Повести - [51]

Шрифт
Интервал

Ох как не любил старый Каюров садиться на кровати! Как спорил со мной, как кричал, что только павианам свойственно висеть на ветке, а он человек! Но я его заставлял и заставлял, с самого начала не понимая, для чего это делаю. Дальше на горизонте была для старика одна маета, в которую он теперь вплывал, как во все более густеющий туман. Но что было делать? Я продолжал к нему ездить.

— Знаете что, — сказал он мне как-то. — Я теперь точно припомнил: мы ведь с вашим дедом, Егором Петровичем, даже переписывались. Знаете когда, в конце двадцатых — начале тридцатых. Из заграничных рейсов я ему писал и из Арктики. Особенно из Арктики. И даже помню, что когда мы однажды зимовали и над нами раз в две-три недели пролетал самолет, так самолет этот бросал мешки с почтой. Вот там, в этих мешках, было обязательно по письму, а то и по два от вашего деда. Ну и я, конечно, при всякой оказии ему посылал. Наши-то все бумаги в блокаду сожжены, а у вас ничего из тех писем не осталось? Я бы сейчас их посмотрел. А то лежишь так…

Весь тот вечер я лазил по шкафам и антресолям. Я держал в руках с детства знакомые, но потом начисто забытые предметы: картонные картинки с двумя одинаковыми снимками рядом, старые лабораторные весы, изготовленные с неимоверной тщательностью, чугунную, украшенную розочками трость с нанесенными на нее рисками и цифрами вершков и аршинов. Бумаг у меня уже накопилось множество, но из старых не оказалось ничего: бабушка Мария Дмитриевна перед своей смертью все отдала в архив. И, сидя в пыли, среди разбросанных бумаг, ни одна из которых еще не успела приобрести никакой ценности ни для кого, я подумал, что как ни странно, но за все эти годы я ни разу не вспомнил о том, что раз на нашу фамилию в архиве заведен отдельный фонд, так я, полномочный посол моих прадедушек и прабабушек в нынешние времена, должен по крайней мере представлять, из чего этот фонд состоит.


Заместитель директора архива показался мне славным, неканцелярским человеком. У него были густые волосы, он хорошо смеялся, прямо смотрел.

— Поговорите об этом в отделе, — сказал он. — Вон туда, по коридору…
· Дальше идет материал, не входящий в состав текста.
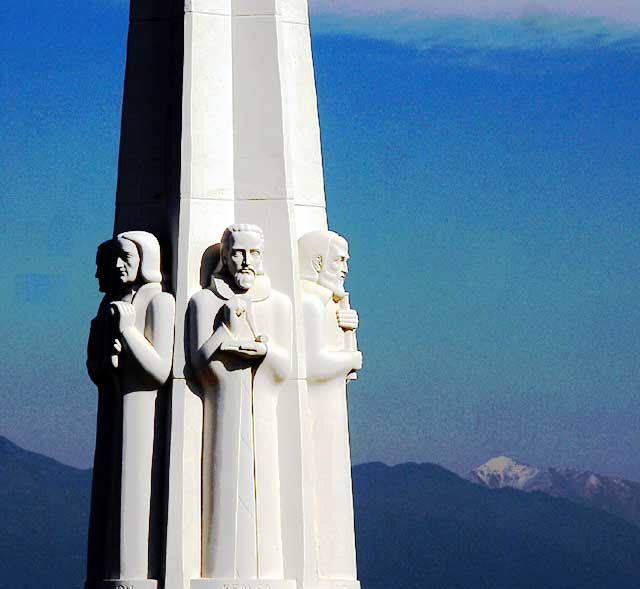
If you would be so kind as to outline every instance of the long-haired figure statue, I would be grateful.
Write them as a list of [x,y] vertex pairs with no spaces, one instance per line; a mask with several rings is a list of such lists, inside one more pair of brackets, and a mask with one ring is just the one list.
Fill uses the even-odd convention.
[[[156,438],[161,417],[158,392],[171,372],[175,302],[162,292],[155,236],[145,231],[121,233],[106,255],[108,287],[100,267],[104,255],[98,251],[96,276],[107,292],[92,322],[87,359],[102,409],[87,589],[111,584],[152,589],[159,574],[160,534],[154,522],[161,515],[162,480],[161,472],[154,475],[154,464],[163,461],[161,440]],[[109,423],[101,423],[104,420]]]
Комната, в которую он меня направил, представляла собой небольшой читальный зал. В ней находилось несколько уцелевших от старых времен столов, шкафы со словарями, рабочие жесткие кресла — все давнее, темное, подогнанное под ежедневную многочасовую работу. Вот тут я и буду читать письма моим Петрам Егоровичам и Егорам Петровичам и разбирать их дневники, написанные пером «рондо».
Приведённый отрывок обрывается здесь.